Up until a few years ago, wand-bay type car wash properties had declined and fallen out of favor with new investors as well as existing owner/operators. Now that the economy and car wash industry are growing again, this may be a good time to revisit the self-service business model.
Wand-bays provide equipment and products to clean, shine, and protect vehicles, and the customer provides the labor. About one-half of self-service locations have an in-bay automatic car wash system on site. Wand-bay facilities tend to capture value from neighborhoods whereas combination facilities are highway-oriented.
Self-service is often described as a 60 percent gross net business.
Most self-service operators face a competitive environment but very few use network effects to deliver more value to customers. Most operators attempt to create a competitive advantage by means of cost strategy and niche market.
However, given consumer and industry trends (e.g., express exterior), self-service operators should consider shifting the focus of the business from wands to in-bay.
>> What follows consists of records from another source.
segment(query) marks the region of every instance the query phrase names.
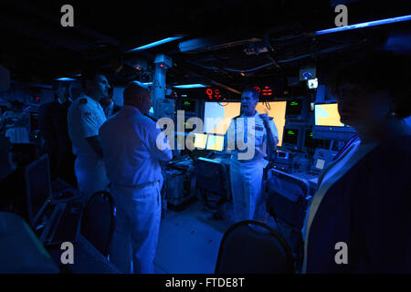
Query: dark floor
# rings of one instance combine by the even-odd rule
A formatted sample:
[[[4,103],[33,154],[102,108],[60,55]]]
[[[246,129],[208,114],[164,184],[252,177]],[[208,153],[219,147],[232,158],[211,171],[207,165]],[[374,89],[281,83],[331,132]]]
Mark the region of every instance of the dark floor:
[[[232,202],[223,206],[224,220],[199,201],[185,209],[168,210],[162,219],[154,272],[157,274],[212,274],[226,230],[234,224]],[[275,227],[271,217],[268,224]]]

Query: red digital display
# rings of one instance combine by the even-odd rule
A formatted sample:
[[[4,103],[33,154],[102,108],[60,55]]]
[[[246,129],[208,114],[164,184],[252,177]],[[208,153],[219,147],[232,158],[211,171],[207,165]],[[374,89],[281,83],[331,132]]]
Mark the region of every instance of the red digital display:
[[[272,95],[271,87],[269,87],[269,86],[263,87],[263,89],[261,90],[261,94],[263,96],[270,96],[270,95]]]
[[[220,99],[222,98],[219,89],[207,89],[206,94],[208,99]]]

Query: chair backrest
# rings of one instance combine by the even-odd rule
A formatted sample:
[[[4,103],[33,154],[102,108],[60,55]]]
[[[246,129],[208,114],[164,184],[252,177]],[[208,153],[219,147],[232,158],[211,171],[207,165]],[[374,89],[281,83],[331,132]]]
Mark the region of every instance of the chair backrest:
[[[293,271],[290,248],[275,230],[261,222],[237,223],[221,240],[216,274],[291,274]]]
[[[267,180],[267,211],[294,228],[301,229],[309,203],[307,180],[275,169]]]
[[[222,194],[225,187],[224,166],[216,161],[200,157],[195,162],[197,187]]]
[[[109,256],[115,228],[116,207],[112,195],[94,193],[86,203],[81,219],[81,235],[104,256]]]

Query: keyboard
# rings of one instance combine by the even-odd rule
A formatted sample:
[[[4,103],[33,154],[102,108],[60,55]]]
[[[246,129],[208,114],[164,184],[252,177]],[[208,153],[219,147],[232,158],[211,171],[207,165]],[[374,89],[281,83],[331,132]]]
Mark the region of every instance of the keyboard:
[[[83,212],[81,202],[70,202],[58,205],[58,211],[49,220],[51,225],[46,235],[45,244],[57,245],[63,242],[76,242],[79,232]]]

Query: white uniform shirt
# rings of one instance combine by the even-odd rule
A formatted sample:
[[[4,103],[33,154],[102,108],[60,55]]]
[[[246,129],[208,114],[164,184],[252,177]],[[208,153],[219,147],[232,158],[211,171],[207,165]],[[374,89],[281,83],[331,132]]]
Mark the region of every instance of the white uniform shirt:
[[[243,118],[244,120],[244,126],[243,126],[243,122],[241,121],[241,118]],[[248,131],[248,123],[251,122],[254,120],[254,127],[250,126],[250,129],[252,129],[253,130]],[[248,141],[250,141],[250,139],[254,139],[255,142],[254,142],[254,156],[251,160],[239,160],[238,159],[238,153],[245,153],[247,151],[249,151],[249,150],[246,149],[244,151],[239,151],[238,150],[238,146],[237,143],[236,142],[236,149],[231,151],[231,158],[238,161],[238,162],[251,162],[251,161],[256,161],[256,160],[259,160],[259,159],[263,159],[267,156],[267,130],[266,127],[264,126],[264,121],[263,120],[259,117],[259,113],[256,110],[256,113],[254,116],[252,117],[246,117],[241,115],[239,118],[237,119],[237,128],[239,129],[239,131],[237,132],[237,141],[246,141],[245,136],[247,133],[247,138]],[[274,120],[269,120],[269,127],[271,129],[274,137],[276,139],[276,141],[279,141],[279,132],[277,130],[277,127],[274,123]],[[231,120],[231,123],[228,127],[228,130],[227,131],[227,135],[226,135],[226,139],[235,139],[234,137],[236,137],[235,133],[236,133],[236,122],[234,120]],[[244,131],[242,130],[242,129],[244,129]],[[246,143],[247,144],[247,143]]]
[[[108,120],[100,130],[107,175],[114,184],[141,185],[162,180],[160,161],[173,158],[170,146],[159,150],[157,137],[164,134],[150,118],[125,105],[117,115]]]
[[[114,102],[111,101],[111,104],[109,104],[105,109],[104,109],[104,113],[106,115],[106,118],[109,119],[110,117],[112,116],[112,110],[114,110]]]
[[[88,96],[82,96],[71,103],[67,120],[75,155],[97,155],[86,138],[98,136],[99,129],[106,120],[101,105]]]

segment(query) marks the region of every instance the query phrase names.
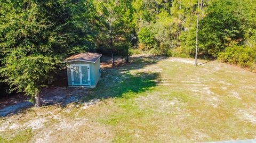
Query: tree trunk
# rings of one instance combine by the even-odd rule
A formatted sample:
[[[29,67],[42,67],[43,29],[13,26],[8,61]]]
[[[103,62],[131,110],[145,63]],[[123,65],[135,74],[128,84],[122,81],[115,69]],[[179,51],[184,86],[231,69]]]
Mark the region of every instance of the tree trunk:
[[[158,4],[156,3],[156,20],[158,19]]]
[[[201,11],[203,10],[203,0],[201,0],[201,5],[200,6],[200,10]]]
[[[113,51],[111,51],[111,64],[112,66],[115,65],[115,63],[114,62],[114,53]]]
[[[179,15],[179,20],[180,21],[180,19],[181,19],[181,14],[180,13],[180,11],[181,10],[181,0],[180,0],[180,6],[179,7],[179,10],[180,12]]]
[[[195,65],[197,65],[197,48],[198,48],[198,16],[199,16],[199,0],[198,2],[198,11],[197,12],[197,21],[196,21],[196,55],[195,56]]]
[[[42,106],[41,100],[40,100],[40,94],[39,91],[36,90],[35,92],[35,106],[38,107]]]
[[[126,63],[129,62],[129,48],[127,48],[126,51],[126,58],[125,59]]]

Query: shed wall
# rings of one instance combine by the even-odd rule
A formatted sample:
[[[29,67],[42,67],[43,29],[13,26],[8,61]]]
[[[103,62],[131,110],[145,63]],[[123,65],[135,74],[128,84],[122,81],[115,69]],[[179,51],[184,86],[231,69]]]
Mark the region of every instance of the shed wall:
[[[100,60],[99,59],[96,63],[90,63],[83,61],[73,61],[67,63],[67,73],[68,77],[68,83],[69,86],[72,86],[71,78],[70,64],[89,64],[90,73],[90,83],[91,86],[95,86],[100,78]]]

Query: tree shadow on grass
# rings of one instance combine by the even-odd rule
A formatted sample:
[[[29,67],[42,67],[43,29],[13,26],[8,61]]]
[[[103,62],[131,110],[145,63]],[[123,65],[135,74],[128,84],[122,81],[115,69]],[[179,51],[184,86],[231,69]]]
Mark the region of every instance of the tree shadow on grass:
[[[131,58],[129,63],[121,63],[113,68],[103,68],[101,80],[94,89],[68,87],[67,85],[58,85],[58,87],[50,86],[49,88],[42,89],[41,99],[43,105],[60,105],[65,107],[70,103],[86,104],[90,103],[92,100],[99,100],[115,97],[127,98],[124,95],[128,92],[132,92],[135,96],[137,94],[145,92],[156,86],[156,82],[155,81],[158,78],[159,73],[149,71],[131,73],[130,71],[157,64],[165,58],[161,57],[159,59],[155,58],[155,57],[137,57]],[[62,79],[62,83],[66,84],[66,75],[63,73],[61,74],[65,76],[59,78]],[[60,82],[60,79],[58,80]],[[54,85],[54,83],[52,85]],[[32,106],[32,104],[27,102],[26,103],[21,103],[13,106],[6,107],[7,108],[0,109],[0,117],[16,113],[19,111],[25,111]]]

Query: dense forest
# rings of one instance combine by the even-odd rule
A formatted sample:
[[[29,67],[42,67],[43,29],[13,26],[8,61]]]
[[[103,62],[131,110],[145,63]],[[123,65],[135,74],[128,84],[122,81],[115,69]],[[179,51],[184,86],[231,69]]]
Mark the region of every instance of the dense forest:
[[[113,64],[132,54],[194,57],[197,18],[199,58],[256,69],[255,0],[0,3],[2,93],[39,97],[63,59],[78,53],[111,56]]]

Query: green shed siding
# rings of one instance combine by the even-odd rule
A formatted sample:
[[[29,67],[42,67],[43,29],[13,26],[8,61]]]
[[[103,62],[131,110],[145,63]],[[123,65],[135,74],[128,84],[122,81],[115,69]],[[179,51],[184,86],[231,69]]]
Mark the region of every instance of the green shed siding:
[[[89,64],[90,65],[90,84],[91,86],[96,86],[100,78],[100,59],[95,63],[83,61],[73,61],[67,63],[67,73],[68,86],[72,86],[70,64]]]

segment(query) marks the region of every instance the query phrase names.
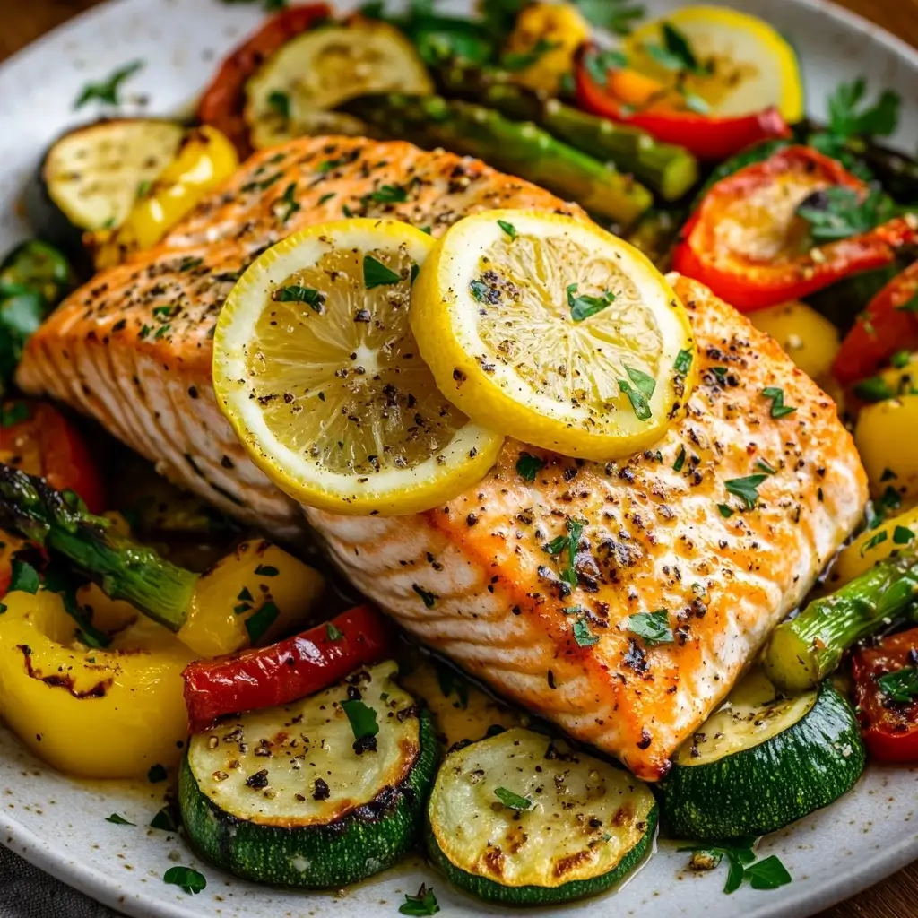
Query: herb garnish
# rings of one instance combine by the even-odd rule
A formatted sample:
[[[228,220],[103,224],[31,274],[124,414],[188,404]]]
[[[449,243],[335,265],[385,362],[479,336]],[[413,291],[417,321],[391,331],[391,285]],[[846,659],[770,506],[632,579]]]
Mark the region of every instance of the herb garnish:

The reason for this is there are simply more people today who want the convenience, rather than doing the work themselves, and they want a better value for the money.
For example, the traditional self-service model is a facility with four or five wand-bays and one to two in-bays. A different approach would be to build a facility with three or four in-bays and only a couple of wands. The purpose is to increase yield.
As shown in the table above, self-service operations that emphasize automatic car washing perform measurably better than those that emphasize wands.
Today, even greater yields are possible with in-bay express machines. In-bay express not only has a higher capture rate of 0.8 percent or more, it can also wash two to three times the hourly volume as compared to a standard in-bay automatic.
Naturally, a more robust approach requires a design objective similar to that of high-volume convenience retailing such as convenience stores, fast food drive-thrus, and express exteriors.
There are a number of tactics self-serve operators can use to create a site that evokes impulse buying. For example, create a unique brand image (e.g., ingredient co-branding). Maximize visibility by designing a pride-of-ownership property that has corresponding appeal to consumers.
Create a good environment that a full-time customer-service employee would be happy to work in. Offer a value significant enough that it helps make the wash a consumer destination.
And finally, devote sufficient time and resources to create a viable virtual store including a website with e-commerce capabilities, customer app, and mobile marketing strategy.
In the final analysis, the pundits are correct. Self-serve isn’t dead; it just needs to be reinvented to compete effectively in an environment where automatic car washing represents over 70 percent of the total available market.